Artist and writer Valerie Story answers 3 basic questions about creativity for my What, Why, How series!
Although I have written eight books and published various shorter pieces in a wide array of genres, my focus for the last three years has been on literary fiction and the visual arts. A few months ago I completed my current WIP, The Abyssal Plain, an experimental novel told from the points-of-view of several characters at their most haunting crossroads. The plot centers on “the butterfly effect,” how one random and tragic occurrence in March of 1929 changes the lives of generations to come. I love working with the theme of randomness in my daily life and creativity anyway, whether I’m free-writing a short story or painting an abstract watercolor background, so it seemed natural and fitting to base a novel on the same principles I use for everything else I do.
A recent trip to Taiwan (again, an unexpected opportunity that appeared as if by magic) confirmed how vital it is for me to work without any preconceptions or ready-made plans. I chose this photo of myself in Taiwan’s Taroko Gorge to share with you because it sums up so well what matters most to me: maintain a sense of adventure, wear a hard-hat “just in case,” and carry a purse big enough to hold a journal, a sketchbook, and a good selection of pencils.
My invitation to go to Taiwan came from a local artist and art teacher, Ming Franz. I had taken her class on Splash Ink Watercolor several years ago and absolutely loved it. Splash ink is derived from the Chinese technique known as po-mo, a style that relies on letting a painting simply happen without too much interference from the artist. The first stages are to pour or splash sumi ink onto wet paper, followed by watery mixtures of blue, red, and yellow paint.

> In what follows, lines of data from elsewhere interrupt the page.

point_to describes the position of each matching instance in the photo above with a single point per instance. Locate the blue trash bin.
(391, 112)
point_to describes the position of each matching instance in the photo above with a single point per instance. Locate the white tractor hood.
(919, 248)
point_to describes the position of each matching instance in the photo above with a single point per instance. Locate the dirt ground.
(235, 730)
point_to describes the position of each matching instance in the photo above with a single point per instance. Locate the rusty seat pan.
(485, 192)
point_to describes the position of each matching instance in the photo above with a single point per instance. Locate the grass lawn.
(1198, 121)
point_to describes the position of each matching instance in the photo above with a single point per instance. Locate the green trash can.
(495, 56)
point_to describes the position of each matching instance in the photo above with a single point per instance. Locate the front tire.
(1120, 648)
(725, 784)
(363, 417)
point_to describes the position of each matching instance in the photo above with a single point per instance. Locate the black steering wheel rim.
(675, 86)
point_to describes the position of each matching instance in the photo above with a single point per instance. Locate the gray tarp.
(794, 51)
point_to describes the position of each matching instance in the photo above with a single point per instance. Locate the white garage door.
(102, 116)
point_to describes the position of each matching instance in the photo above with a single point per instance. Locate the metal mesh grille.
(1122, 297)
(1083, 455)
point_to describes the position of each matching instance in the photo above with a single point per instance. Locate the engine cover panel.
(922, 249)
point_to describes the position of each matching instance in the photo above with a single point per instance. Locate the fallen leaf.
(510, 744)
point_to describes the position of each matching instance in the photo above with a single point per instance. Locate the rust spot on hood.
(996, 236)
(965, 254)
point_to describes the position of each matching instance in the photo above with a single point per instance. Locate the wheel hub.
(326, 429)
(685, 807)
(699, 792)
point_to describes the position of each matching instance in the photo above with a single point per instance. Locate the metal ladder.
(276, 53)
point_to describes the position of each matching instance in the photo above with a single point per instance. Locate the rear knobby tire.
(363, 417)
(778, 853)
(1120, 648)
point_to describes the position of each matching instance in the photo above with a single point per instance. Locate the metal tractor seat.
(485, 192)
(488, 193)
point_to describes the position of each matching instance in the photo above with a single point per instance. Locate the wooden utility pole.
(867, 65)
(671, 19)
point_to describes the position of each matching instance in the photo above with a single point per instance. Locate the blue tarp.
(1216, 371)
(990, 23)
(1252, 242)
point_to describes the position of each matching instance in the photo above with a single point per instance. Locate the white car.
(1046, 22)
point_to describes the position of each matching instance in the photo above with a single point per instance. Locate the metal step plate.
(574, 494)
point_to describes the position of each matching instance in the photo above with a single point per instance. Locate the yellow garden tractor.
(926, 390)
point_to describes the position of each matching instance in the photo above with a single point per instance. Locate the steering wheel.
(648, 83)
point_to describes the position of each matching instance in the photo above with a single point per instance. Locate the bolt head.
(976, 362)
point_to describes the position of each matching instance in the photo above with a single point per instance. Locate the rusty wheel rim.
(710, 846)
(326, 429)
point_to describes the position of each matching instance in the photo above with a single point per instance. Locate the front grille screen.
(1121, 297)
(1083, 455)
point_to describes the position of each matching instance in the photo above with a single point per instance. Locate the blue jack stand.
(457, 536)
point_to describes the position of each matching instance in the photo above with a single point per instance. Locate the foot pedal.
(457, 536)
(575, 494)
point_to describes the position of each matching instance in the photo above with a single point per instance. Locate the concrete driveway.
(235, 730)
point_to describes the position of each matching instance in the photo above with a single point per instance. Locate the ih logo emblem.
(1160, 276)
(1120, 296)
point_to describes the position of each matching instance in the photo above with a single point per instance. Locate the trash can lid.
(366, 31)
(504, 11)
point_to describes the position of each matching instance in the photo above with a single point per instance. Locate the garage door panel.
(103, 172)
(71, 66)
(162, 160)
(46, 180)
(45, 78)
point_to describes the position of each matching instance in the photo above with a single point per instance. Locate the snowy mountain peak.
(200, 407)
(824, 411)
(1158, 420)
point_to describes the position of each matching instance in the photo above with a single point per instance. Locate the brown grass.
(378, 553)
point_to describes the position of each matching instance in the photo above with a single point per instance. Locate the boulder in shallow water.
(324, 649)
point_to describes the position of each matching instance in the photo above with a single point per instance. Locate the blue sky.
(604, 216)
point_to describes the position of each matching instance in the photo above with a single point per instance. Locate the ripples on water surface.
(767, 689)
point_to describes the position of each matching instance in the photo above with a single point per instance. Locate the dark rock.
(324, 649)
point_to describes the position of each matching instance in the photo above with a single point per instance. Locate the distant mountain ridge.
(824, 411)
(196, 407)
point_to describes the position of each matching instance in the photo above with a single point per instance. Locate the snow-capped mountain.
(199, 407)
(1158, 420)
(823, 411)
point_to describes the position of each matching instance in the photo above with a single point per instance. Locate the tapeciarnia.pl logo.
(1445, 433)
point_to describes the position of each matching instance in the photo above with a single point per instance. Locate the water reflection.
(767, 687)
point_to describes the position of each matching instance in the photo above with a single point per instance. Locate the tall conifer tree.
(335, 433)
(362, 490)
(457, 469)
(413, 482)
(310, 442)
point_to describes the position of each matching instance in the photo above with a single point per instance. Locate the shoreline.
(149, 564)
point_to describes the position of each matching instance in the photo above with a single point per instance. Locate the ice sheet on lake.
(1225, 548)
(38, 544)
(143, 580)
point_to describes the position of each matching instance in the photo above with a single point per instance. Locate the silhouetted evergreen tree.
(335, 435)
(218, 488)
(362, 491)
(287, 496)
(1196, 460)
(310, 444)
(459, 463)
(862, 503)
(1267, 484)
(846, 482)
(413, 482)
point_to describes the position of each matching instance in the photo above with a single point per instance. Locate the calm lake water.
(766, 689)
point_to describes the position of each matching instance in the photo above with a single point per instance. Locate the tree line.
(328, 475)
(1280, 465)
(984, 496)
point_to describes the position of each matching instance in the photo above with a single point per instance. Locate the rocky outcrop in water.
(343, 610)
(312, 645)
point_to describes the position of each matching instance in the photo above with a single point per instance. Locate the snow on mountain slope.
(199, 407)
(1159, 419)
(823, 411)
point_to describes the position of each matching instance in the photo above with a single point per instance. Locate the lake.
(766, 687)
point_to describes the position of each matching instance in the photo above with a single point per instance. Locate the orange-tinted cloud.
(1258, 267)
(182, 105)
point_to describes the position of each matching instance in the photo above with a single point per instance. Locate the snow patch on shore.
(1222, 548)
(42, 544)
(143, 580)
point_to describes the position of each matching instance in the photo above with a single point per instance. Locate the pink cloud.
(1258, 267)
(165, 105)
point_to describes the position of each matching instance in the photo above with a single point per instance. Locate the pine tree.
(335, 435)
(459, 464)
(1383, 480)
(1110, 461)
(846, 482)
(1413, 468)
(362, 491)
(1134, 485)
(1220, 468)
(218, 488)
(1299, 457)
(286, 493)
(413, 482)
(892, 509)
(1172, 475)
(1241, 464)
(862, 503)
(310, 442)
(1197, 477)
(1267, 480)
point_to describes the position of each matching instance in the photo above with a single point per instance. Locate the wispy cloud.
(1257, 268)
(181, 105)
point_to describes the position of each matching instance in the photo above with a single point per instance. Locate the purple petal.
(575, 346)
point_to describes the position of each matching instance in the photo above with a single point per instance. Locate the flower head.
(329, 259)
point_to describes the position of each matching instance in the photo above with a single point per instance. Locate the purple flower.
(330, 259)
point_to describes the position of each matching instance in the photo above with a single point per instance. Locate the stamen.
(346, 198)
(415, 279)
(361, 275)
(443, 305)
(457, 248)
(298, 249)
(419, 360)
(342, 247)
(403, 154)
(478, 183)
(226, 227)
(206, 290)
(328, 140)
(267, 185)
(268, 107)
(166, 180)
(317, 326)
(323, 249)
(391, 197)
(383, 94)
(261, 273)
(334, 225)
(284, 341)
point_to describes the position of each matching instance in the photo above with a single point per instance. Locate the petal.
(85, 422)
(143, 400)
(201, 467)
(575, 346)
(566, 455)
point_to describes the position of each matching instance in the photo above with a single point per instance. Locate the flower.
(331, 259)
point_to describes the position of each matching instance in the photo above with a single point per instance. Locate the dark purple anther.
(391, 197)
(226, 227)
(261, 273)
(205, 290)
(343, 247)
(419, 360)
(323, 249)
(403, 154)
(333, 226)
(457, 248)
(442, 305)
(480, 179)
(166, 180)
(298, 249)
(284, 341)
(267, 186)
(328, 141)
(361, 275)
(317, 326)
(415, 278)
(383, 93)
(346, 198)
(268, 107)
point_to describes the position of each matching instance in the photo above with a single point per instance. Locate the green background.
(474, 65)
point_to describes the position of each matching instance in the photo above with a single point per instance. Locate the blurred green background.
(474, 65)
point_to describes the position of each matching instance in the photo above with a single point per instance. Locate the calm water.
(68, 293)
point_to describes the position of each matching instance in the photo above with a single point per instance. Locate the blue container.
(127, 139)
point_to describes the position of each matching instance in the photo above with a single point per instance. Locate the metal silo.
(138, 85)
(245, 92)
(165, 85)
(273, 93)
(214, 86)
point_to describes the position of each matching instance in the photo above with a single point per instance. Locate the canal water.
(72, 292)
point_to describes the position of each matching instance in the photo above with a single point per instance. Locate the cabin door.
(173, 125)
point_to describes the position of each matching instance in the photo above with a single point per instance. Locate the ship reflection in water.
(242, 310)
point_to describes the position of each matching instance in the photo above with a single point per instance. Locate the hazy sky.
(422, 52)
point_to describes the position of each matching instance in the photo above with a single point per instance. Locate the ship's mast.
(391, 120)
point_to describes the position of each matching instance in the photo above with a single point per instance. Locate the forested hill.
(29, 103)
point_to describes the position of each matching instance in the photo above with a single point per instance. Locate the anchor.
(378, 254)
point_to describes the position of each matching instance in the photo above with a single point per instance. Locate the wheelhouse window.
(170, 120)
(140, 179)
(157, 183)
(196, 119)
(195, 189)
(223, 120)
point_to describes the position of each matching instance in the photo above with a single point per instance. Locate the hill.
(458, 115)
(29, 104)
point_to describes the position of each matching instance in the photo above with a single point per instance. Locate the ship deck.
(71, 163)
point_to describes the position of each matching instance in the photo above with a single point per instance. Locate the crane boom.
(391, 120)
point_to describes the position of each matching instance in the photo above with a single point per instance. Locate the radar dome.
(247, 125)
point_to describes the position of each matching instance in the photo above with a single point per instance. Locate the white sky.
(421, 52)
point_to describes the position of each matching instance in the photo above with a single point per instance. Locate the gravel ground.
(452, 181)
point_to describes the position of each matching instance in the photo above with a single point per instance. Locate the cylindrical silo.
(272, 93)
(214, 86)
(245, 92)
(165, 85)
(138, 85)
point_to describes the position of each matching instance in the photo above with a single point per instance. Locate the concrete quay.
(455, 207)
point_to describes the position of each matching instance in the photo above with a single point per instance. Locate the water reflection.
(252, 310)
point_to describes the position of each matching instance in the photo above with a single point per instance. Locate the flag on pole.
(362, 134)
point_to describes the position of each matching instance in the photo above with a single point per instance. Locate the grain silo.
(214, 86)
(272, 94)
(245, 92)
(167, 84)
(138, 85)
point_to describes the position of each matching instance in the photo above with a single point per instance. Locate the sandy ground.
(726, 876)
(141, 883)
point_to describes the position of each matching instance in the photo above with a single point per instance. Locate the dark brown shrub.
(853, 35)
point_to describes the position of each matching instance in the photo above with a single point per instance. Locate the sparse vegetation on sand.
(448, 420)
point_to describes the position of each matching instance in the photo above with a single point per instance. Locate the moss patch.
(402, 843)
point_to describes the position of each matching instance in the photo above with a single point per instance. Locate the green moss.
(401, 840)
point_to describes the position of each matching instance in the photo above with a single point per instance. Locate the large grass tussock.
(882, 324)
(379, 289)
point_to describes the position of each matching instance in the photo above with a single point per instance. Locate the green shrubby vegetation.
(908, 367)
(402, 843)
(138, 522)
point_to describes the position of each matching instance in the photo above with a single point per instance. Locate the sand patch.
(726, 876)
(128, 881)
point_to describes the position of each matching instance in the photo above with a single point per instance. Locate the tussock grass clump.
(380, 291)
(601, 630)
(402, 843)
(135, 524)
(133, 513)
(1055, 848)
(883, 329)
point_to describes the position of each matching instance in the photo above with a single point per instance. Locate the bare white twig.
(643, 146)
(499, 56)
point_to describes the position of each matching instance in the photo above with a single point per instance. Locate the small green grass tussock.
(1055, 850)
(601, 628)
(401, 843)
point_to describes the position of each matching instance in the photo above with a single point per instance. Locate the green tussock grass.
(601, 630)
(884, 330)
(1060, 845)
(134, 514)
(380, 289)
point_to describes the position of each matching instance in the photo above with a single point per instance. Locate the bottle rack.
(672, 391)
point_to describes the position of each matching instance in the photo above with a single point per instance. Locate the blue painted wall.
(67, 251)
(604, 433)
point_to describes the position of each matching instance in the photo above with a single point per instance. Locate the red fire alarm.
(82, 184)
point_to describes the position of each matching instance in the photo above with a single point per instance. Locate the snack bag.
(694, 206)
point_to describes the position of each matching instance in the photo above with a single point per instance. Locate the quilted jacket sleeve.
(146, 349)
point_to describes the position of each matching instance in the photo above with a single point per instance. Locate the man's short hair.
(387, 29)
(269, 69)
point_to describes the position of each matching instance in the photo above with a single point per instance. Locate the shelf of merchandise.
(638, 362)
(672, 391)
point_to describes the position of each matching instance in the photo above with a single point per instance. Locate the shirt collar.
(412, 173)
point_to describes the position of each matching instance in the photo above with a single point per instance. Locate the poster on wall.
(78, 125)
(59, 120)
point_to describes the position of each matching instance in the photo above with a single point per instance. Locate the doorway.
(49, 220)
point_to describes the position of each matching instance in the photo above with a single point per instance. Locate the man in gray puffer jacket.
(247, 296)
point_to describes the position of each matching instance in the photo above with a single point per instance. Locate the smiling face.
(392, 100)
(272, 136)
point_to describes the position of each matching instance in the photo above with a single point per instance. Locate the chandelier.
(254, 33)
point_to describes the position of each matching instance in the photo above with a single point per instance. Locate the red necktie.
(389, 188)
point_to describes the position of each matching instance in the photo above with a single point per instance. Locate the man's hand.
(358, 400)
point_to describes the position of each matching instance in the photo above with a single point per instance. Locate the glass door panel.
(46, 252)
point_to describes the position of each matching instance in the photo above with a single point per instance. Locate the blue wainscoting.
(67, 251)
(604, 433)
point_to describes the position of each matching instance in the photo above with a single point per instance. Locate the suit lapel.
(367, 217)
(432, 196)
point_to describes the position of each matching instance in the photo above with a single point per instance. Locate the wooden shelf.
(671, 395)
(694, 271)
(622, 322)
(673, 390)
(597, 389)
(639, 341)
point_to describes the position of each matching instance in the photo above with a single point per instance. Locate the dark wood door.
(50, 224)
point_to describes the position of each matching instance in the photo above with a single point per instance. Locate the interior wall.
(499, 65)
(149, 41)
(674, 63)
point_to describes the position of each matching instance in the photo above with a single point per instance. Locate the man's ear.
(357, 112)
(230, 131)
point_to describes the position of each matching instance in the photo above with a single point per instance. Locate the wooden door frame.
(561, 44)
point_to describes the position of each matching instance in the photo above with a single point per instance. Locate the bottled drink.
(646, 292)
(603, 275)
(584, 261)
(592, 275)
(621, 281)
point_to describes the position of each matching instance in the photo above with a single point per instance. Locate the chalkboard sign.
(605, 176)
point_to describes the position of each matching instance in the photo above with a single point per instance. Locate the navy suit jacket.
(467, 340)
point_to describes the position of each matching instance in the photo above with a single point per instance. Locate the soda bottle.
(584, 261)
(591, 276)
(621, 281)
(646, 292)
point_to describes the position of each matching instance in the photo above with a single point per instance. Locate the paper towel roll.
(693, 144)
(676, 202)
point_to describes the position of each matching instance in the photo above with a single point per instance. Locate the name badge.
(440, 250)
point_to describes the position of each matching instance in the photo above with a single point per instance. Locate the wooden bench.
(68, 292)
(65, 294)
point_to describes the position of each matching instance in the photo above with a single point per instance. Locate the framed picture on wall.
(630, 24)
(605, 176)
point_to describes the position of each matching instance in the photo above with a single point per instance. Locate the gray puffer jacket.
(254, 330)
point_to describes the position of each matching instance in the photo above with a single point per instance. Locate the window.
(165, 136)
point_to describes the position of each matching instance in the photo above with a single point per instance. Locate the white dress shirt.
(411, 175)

After the colors merge and the paper dries, the random and unexpected designs left by the dried paint show the artist what, if any, additions are needed to complete the painting. I was thrilled by the class because that is very much how I write: I pour words onto paper until I have what I believe to be a first draft, and then step back to see what the story is and where it wants to go. As I’ve often told my creative writing students, I never know what I’m going to write until I write it; I never know how a piece of pottery will turn out until I get my hands in the clay; and working with watercolors has taught me that there is no such thing as “planning” if you want to keep your sanity!
Going to Taiwan with Ming and fellow artists gave me the chance to study Asian art and splash ink painting on a deeper level that I can only call “life changing.” It also allowed me the time and space to fully examine what it is I want to do with my own creativity. The main thing I learned is that I want to integrate my body of work into a unified whole. I want to illustrate my novels, add beadwork to my pottery, and make jewelry based on my characters and settings, all with an Asian-Expressionist influence.
Besides my love of splashing random colors and words onto paper, discarded magazines from the library are my life-blood. My favorites include food, travel, and architectural issues,as well as anything to do with animals. I gather up several copies at least once a week, read through them for fun and entertainment, and then cut out all of the pictures that speak to me. I have a filing system for each type of subject matter, e.g., “plants,” “cats,” and “people,” and I keep everything in a filing cabinet. When I’m ready to write or paint, I reach into the files and gather a few pictures, usually no more than four or five at a time. I then arrange them into a mini-collage, sometimes with a word prompt also cut from a magazine, and see how the different elements come together to tell their story: Who is this woman? Why does she have a cat and a suitcase packed with pineapples? Where is she going and what does she want to accomplish once she gets there? It’s a very exciting way to find characters, plot-lines, and details that I wouldn’t normally consider.
Once I’ve finished writing from the various prompts, I then like to use the same references for artwork, either placing them in an actual collage, or using them to set up a sketch or painting. It’s a system that has never let me down and has opened many new doors for me. Best of all, the supply of old magazines seems to be as limitless. Turning them into artwork is a great way to recycle, re-purpose, and re-use what would otherwise disappear into the trash.
Currently based in Albuquerque, New Mexico, Valerie Storey is the author of eight books ranging from fiction for young readers to nonfiction for adults. Before moving to the Southwest, Valerie lived in Carrollton, Georgia, as well as in various parts of California, England, and New Zealand. Her most recent novel, Overtaken, was inspired by her time spent in London where she studied and researched art history at the National Gallery for two years.
Although her primary focus is now on writing full-time, Valerie is also a mixed-media artist, potter, and jewelry-maker, and a former creative writing teacher. Her how-to book, The Essential Guide for New Writers, From Idea to Finished Manuscript is based on her series of workshops. Valerie has taught in the graduate professional writing program at Kennesaw State University and has presented numerous workshops for the International Women’s Writing Guild.